As one newly-born state is a denier of the colonial order, while the other one is its successor, China and India were doomed to have a serious collision of interests or even military conflict from the very beginning of their independence and since establishing frontier and regional order. As a result, Tibet-related issues and border disputes between China and India continued to intensify until finally they went to war with one another”.

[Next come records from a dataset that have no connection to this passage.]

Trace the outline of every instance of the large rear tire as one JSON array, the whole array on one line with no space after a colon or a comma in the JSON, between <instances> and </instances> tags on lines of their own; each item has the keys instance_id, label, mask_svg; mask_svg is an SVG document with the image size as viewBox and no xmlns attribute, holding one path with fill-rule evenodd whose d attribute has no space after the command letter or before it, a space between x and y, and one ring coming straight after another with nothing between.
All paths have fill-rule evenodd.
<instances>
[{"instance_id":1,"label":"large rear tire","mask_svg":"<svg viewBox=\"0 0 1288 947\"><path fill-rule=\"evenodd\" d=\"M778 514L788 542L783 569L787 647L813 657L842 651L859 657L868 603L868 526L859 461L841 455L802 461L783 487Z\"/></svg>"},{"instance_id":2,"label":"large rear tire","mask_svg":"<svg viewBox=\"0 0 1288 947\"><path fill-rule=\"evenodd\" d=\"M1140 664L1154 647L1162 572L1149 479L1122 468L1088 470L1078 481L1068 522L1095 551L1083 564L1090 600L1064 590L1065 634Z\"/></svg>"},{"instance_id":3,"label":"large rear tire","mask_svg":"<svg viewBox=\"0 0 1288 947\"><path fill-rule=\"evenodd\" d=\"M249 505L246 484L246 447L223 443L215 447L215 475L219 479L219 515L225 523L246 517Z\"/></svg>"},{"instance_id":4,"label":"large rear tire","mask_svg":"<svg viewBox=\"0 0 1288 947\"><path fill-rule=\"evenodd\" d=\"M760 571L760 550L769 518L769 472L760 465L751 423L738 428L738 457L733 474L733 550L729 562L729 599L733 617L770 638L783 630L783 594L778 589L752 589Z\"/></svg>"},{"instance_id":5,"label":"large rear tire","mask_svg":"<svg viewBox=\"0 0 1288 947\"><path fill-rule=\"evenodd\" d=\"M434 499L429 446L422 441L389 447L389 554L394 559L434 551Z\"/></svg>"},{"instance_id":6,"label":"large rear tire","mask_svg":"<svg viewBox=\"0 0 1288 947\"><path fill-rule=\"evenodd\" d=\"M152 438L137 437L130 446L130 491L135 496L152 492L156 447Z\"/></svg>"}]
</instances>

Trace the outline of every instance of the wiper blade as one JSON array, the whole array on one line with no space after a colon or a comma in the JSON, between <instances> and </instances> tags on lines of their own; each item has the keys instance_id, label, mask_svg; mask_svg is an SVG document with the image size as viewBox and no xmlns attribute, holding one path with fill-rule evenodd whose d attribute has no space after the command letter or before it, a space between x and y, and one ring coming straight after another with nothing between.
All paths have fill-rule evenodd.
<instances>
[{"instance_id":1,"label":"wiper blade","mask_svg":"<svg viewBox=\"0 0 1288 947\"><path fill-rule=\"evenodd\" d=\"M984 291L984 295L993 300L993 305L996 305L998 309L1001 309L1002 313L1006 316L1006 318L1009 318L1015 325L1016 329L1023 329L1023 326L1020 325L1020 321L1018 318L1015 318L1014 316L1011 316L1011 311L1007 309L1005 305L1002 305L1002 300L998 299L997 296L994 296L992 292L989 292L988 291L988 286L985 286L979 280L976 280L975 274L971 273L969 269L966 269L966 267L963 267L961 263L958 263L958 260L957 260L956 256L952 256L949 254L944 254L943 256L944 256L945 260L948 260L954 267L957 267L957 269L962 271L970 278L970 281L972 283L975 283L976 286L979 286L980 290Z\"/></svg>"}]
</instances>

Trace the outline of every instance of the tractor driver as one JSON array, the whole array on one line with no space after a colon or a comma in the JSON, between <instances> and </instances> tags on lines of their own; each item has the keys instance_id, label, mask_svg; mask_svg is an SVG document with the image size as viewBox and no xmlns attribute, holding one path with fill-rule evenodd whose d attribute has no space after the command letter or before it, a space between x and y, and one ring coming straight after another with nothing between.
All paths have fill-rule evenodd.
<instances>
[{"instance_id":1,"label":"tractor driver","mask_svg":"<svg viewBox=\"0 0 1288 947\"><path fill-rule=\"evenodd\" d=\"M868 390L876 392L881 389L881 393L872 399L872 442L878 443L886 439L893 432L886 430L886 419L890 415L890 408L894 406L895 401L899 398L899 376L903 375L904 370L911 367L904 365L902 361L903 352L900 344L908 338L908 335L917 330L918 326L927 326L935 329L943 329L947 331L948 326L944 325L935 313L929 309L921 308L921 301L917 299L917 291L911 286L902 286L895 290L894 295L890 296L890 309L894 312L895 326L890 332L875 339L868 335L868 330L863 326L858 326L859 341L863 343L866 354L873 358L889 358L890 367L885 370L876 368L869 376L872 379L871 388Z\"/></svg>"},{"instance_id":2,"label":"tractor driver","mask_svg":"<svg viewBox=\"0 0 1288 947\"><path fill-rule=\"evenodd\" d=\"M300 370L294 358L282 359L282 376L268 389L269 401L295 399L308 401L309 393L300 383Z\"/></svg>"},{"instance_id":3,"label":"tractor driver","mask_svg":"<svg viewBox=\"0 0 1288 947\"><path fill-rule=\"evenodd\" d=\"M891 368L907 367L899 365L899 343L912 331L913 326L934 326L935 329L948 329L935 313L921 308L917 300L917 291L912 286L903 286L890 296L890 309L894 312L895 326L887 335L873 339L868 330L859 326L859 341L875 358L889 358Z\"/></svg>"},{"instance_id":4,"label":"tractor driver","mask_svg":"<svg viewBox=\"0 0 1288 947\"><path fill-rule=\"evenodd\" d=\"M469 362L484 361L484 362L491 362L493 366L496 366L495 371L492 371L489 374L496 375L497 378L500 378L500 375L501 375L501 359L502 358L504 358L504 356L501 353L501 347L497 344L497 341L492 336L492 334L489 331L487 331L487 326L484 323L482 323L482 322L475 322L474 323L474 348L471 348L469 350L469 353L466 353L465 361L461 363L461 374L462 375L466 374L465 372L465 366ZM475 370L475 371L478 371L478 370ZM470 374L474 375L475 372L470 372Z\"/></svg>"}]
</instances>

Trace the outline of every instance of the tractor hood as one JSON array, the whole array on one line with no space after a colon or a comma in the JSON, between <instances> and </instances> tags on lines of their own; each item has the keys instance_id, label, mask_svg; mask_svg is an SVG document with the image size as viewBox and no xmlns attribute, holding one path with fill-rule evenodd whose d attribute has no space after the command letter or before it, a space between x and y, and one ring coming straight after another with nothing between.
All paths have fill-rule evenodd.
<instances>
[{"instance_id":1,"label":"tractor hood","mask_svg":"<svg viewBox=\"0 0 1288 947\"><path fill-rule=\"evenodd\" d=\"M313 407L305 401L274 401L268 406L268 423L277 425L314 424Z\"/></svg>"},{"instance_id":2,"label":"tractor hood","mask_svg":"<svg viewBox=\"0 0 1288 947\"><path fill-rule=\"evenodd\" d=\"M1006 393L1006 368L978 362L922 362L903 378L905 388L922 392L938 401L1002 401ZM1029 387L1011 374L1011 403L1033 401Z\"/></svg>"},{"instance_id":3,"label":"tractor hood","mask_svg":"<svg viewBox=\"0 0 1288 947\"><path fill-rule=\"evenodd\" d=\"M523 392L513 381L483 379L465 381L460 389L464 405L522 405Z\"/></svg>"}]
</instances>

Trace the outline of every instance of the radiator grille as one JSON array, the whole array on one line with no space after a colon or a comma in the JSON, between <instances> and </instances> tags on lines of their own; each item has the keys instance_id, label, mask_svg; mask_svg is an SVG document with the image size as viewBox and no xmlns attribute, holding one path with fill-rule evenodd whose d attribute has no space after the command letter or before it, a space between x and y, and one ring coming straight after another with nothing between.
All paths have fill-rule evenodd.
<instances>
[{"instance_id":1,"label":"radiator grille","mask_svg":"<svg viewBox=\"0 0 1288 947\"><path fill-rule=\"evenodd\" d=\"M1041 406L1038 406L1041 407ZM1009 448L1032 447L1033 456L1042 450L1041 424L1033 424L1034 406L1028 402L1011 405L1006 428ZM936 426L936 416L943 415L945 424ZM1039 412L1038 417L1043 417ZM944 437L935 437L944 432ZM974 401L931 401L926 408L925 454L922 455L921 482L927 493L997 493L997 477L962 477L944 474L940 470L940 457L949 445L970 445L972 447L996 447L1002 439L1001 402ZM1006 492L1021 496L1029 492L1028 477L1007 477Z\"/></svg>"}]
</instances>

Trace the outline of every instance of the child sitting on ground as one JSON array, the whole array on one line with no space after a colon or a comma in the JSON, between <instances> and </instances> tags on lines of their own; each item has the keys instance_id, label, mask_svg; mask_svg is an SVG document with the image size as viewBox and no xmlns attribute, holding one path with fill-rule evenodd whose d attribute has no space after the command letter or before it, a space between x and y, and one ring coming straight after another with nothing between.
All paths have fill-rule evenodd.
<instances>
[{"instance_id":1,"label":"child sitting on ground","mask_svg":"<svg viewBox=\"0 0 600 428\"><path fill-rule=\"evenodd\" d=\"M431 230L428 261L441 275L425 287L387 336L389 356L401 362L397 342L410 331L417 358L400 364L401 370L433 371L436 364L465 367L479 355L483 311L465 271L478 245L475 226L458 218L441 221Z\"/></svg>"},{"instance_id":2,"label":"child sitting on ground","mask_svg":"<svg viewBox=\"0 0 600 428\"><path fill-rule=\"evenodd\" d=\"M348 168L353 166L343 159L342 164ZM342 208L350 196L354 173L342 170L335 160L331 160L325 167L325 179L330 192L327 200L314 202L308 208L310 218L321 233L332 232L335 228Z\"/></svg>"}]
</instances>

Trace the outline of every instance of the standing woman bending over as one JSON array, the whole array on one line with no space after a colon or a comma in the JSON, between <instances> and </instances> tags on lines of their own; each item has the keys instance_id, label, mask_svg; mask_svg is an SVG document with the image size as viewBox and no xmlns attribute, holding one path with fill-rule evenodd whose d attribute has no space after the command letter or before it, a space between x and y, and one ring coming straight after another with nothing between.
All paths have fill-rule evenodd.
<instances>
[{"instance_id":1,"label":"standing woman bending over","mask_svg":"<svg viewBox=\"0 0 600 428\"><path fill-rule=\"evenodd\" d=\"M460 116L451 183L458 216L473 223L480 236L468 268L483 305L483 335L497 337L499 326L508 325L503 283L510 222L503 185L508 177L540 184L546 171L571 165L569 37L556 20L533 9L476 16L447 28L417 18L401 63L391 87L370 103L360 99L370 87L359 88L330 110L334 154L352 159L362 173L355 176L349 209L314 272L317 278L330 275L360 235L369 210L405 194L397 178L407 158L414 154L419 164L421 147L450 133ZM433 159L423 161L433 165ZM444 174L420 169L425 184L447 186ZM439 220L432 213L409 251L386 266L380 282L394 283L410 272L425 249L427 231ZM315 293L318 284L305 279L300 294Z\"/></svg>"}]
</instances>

It is possible to agree with Hu and Wang’s conclusion while differing with him over its causes. There is an undeclared gratitude to the British for leaving a united India behind when they left. With 561 princely states, of whom several were openly asking for an ‘independent relationship’ with ‘The Crown’, it would have been fatally easy for Britain to succumb to the temptation. But it did not, and thanks to that, India did not need a Long March, a World War, a bloody revolution and the purge of several million landowning peasants (many of whom had fed and sheltered the Long Marchers), to create its nationhood.
So Indians are proud of achieving in peace what others, including China, achieved through war. Regarding ourselves as Britain’s successor state and not as a ‘new’ state, was therefore an inevitable consequence. But the freezing of that perception in the Himalayas and Aksai Chin is a product of the irresponsible and corrupt democratic politics that followed, in which cadres of every political party have consistently put their narrow self-interest above the interest of the nation they pretend to serve. The BJP is not only no exception but, time and again has taken the lead in fanning latent hyper-nationalism to defeat the national interest, in the masses.
This is the deadly trap that Xi Jinping tried, for his own reasons, to get us out of when he came to India in 2014. His aim was to bury the border dispute beneath an avalanche of Chinese investment in modernising India’s infrastructure, in exchange for strategic cooperation in consolidating global peace. Without which China’s own prosperity and rising economic influence could not long endure.
Prime Minister Modi, then new to foreign policy, casually dismissed Xi’s offer and, barely ten days later, took India unconditionally into the American camp. But in spite of that, and all that has happened since then, the Chinese side seems willing to hold out an olive branch once again. One can only hope that Modi has learned from India’s recent bruising experience and will grasp it this time.